ValueError – If time exists and has length not equal to 1.

openghg_inversions.basis.operators.get_basis_operator_class(kind: str) type[BasisOperator]#

Looks up a registered BasisOperator subclass.

Parameters:

kind – Registry key for the operator type (e.g. “bucket”).

Returns:

The registered BasisOperator subclass.

Raises:

KeyError – If kind is not registered.

openghg_inversions.basis.operators.register_basis_operator(kind: str)#

Registers a BasisOperator subclass for DataTree deserialisation.

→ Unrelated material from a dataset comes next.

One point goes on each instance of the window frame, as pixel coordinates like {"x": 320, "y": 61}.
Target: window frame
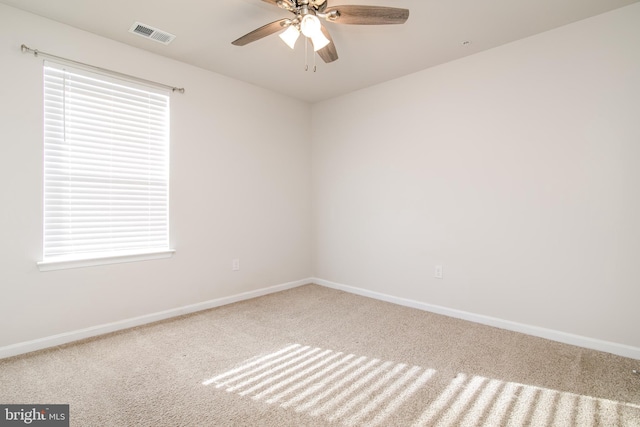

This decorator builds a small module-level registry mapping a stable kind string (stored in dt.attrs[“kind”]) to a concrete BasisOperator subclass.

Parameters:

kind – Stable key identifying the operator type on disk. This is written to dt.attrs[“kind”] by BasisOperator.to_datatree() and used by BasisOperator.decode_datatree().

Returns:

A class decorator that registers the decorated class under kind.

Raises:

ValueError – If kind is already registered to a different class.